Warning: This is going to be a craft post, likely boring for non-screenwriting nerds.
I’m reading a new book by Yves Lavadier called Constructing a Story, and I’m reading about character arcs. One thing that we talk about in drama is character want versus character need. The want tends to be a tangible, external, and a conscious goal–to complete the mission, rescue the kid, win the girl, etc. The need tends to be internal, and unconscious–some kind of step toward growth that the character needs to take–like coming to terms with the past, letting go of judgement or rigid expectations, opening his heart.
Separate from that, there is a narrative tool called dramatic irony which is when the storyteller reveals information in such a way that the audience has information before the character does in order to create suspense. The audience is waiting for the character’s knowledge to catch up with our own. Like we know that there’s a dangerous intruder in our heroine’s apartment. She comes home and starts making dinner–unaware of the danger. It creates a specific kind of emotional engagement.
Mr. Lavandier points out that once the audience picks up on the character’s need– it elicits a question in our minds. Will the character learn what we already know in order to emotionally grow? He notes that this is, in fact, a situation of dramatic irony.
This was eye-opening for me, because, although it’s completely logical, I’d never thought about waiting for character change in as a form of suspense, suspense that could be for an entire act or maybe more.. The audience knows something and is waiting for the character to catch up to that knowledge, for her unconscious to become conscious.
In life we do the same thing, kind of, but it’s less satisfying. We have friends or relatives with issues that seem obvious to us, but which said person cannot see, and we talk with or other friends or family members, about how it would be better if they could see. In life though, person generally don’t change that much, so after awhile, there’s not so much suspense. I suspect there are probably people waiting in vain for me to make certain discoveries in my life. They should probably go to the movies, which will be more satisfying, because in constructed fictional narratives, people change.

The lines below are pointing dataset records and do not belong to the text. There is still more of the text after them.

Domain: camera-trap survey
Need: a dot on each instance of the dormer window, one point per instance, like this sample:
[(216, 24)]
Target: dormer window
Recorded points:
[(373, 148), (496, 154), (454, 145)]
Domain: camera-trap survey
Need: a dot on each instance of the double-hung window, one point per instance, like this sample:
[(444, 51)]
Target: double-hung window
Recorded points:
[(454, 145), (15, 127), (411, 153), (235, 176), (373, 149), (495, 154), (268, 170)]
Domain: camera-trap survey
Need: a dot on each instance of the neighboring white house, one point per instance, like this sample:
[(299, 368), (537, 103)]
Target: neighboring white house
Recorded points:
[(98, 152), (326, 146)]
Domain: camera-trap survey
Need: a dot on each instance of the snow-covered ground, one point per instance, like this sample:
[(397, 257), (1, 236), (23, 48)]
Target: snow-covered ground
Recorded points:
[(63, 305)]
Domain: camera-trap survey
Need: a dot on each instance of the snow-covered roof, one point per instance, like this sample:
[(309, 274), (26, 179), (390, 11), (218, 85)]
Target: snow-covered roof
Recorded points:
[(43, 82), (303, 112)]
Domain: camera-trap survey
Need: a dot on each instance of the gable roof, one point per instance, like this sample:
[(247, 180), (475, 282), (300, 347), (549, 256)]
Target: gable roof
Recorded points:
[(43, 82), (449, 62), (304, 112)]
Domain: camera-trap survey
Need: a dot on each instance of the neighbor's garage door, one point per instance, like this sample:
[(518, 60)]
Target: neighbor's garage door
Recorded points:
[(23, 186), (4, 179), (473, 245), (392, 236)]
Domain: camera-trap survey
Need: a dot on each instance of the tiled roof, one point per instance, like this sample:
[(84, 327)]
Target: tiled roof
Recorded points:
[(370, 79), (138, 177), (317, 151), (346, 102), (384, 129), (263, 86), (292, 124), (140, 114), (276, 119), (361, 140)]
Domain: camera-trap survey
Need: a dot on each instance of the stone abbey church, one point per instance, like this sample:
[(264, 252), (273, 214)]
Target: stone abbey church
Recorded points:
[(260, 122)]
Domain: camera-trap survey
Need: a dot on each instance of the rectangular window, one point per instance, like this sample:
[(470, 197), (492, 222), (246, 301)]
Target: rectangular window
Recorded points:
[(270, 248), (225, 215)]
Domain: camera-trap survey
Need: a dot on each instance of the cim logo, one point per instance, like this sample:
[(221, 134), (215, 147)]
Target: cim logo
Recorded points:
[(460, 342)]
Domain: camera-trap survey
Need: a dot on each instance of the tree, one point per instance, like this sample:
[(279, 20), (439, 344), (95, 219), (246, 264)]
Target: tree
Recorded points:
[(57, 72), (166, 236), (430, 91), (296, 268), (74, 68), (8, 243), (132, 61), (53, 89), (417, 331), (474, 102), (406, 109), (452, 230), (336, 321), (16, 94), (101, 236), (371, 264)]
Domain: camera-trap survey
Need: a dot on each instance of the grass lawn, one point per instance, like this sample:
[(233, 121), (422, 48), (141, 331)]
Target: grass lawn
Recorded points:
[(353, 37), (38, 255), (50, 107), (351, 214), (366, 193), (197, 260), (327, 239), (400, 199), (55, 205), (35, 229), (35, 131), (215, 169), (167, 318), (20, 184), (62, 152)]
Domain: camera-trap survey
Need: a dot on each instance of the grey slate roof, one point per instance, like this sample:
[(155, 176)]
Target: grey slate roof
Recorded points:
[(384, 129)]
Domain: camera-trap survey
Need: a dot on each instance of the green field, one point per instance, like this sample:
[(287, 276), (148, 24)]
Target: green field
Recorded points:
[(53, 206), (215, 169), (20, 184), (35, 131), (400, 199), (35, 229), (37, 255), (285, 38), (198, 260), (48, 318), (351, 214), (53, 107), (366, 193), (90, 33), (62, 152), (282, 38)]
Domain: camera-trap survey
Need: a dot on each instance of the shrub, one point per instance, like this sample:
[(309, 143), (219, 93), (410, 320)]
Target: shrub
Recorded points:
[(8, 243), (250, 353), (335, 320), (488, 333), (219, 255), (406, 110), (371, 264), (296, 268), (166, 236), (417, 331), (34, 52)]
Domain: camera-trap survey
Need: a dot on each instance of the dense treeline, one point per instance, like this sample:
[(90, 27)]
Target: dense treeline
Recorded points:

I think everyone gets that a big part of the allure of books and movies is that the characters change. It has occurred to me before that the intensity of that allure is because in real life, people so seldom change, or at least not significantly, or not in obvious ways to us, or at least not in a tidy little package presented for our edification. I think that’s basically an emotional fantasy, to see and understand the people in our lives changing and improving in dramatic and obvious ways.